UPDATED 14:58 EDT / APRIL 06 2021

CLOUD

Puppet launches low-code Relay tool to automate cloud operations

Puppet Inc. today announced the general availability of Relay, a low-code tool intended to reduce the amount of person hours required to maintain enterprise cloud environments.

The launch concludes a lengthy beta test that started last year. Portland-based Puppet is one of the industry’s top providers of software for managing information technology infrastructure. It competes in a crowded market where several of its rivals were acquired by bigger companies over recent years.

Enterprise cloud environments have too many components to manage by hand, which is why administrators typically write scripts to automate the most common day-to-day management tasks. Such scripts simplify operations in many respects but also introduce new complexities into the mix. The main challenge is that they’re difficult to write and maintain, to the point IT teams often have to learn new programming languages or hire specialists with relevant expertise.

Relay is Puppet’s attempt to reduce that complexity. The tool enables administrators to automate IT management tasks by visually putting together workflows in a low-code interface instead of manually writing scripts. Puppet says that by sparing administrators coding tasks such as learning the software development kit of the system they’re looking to automate, Relay can compress some projects from weeks to minutes.
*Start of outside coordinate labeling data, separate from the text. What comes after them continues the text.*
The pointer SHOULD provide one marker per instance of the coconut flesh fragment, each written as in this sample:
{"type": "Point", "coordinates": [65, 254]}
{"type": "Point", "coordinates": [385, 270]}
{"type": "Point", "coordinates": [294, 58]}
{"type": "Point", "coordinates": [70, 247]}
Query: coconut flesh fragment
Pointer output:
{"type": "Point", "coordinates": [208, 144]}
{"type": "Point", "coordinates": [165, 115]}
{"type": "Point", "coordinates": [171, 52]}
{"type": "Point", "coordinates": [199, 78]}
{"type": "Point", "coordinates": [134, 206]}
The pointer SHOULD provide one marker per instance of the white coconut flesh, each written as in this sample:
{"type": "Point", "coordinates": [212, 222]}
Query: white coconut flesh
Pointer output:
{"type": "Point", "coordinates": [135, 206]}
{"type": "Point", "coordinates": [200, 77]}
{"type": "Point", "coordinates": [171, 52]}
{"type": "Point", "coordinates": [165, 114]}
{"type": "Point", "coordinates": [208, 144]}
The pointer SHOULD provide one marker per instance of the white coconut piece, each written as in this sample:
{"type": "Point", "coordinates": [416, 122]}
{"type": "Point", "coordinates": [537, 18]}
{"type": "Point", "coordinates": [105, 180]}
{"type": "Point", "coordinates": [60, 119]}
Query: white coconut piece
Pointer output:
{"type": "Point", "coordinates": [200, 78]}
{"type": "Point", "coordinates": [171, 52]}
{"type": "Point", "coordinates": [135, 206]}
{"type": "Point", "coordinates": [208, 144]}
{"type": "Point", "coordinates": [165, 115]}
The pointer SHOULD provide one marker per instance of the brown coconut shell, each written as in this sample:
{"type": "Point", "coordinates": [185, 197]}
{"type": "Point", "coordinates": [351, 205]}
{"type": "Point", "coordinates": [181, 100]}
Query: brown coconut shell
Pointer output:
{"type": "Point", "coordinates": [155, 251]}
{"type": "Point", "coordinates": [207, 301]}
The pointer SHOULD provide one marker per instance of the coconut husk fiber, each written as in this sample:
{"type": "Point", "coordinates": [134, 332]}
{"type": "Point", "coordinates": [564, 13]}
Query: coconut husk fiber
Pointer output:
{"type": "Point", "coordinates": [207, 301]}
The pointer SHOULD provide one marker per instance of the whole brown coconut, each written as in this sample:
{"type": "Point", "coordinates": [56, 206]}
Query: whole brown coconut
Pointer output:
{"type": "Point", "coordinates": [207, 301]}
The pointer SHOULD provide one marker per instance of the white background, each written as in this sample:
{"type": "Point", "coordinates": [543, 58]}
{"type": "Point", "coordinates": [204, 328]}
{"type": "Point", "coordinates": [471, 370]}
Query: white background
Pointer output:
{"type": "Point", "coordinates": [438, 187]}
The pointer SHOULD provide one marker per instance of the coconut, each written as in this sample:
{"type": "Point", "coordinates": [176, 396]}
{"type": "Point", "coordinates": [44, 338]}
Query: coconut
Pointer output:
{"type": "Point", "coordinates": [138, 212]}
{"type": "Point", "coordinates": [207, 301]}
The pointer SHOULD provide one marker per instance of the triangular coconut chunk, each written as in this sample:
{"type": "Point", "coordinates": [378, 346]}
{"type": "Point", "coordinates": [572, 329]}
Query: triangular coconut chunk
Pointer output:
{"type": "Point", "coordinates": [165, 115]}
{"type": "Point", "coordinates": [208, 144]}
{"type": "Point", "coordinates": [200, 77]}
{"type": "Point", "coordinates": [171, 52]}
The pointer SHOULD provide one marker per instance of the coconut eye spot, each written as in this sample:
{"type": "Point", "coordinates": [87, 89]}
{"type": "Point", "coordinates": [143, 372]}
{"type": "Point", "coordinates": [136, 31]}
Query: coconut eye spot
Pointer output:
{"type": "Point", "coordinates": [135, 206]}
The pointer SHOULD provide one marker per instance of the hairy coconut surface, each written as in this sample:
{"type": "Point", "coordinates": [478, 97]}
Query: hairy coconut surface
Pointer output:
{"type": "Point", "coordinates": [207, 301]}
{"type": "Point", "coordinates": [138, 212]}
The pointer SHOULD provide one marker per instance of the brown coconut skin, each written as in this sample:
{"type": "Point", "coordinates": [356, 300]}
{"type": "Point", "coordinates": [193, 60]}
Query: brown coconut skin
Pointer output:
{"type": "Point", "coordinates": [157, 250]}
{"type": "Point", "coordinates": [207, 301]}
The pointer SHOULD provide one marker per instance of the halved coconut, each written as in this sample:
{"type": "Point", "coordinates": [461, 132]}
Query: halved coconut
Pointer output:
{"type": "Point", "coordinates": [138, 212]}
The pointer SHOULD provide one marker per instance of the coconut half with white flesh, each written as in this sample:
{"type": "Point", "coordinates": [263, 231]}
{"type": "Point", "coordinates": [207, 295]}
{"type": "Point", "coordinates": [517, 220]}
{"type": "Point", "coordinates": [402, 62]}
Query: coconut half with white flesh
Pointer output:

A second benefit the company promises is centralization. Relay-powered automation workflows can be managed in one place, which is not always possible with traditional scripts. Having a single pane of glass is a potential time saver in large cloud deployments with hundreds of scripts automating tasks across dozens of components.  

Puppet is targeting a broad range of use cases with Relay. Disaster recovery teams can build workflows that detect when a cloud instance experiences a malfunction and fix it automatically. For cybersecurity professionals, Relay offers the ability to automatically check if infrastructure resources are configured in a way that may render them vulnerable to attack. Reducing unnecessary cloud costs and alerting IT teams to technical issues are also among the tasks that Puppet says can be streamlined with the tool.

“Once you’ve automated the lowest-level, most commoditized parts of the infrastructure stack, you still have the rest of the iceberg to wrangle,” said Puppet Chief Technology Officer Deepak Giridharagopal. “Higher-level (and higher-value) problems like compliance, incident response, and cost optimization are just too complicated and time-consuming to automate, so teams often ignore them.”

Relay continues a broader trend of IT software suppliers harnessing automation technologies to streamline administrators’ day-to-day work. ServiceNow Inc. is another company investing in this area. Last year, it teamed up with IBM Corp. to deliver artificial intelligence features that surface potential technical issues for administrators and show them troubleshooting suggestions.

Puppet’s introduction of Relay could prompt competing providers of IT infrastructure automation tools to expand their own low-code capabilities. Puppet’s rivals include IBM’s Red Hat business and Chef Software Inc., which was acquired by Progress Software Inc. in a $220 million deal last year.

Puppet is offering Relay in three flavors: a free Community version, a tier for small teams with 30 users or less and an Enterprise tier. The last edition offers an expanded feature set that includes additional capabilities for automating on-premises infrastructure and more security controls.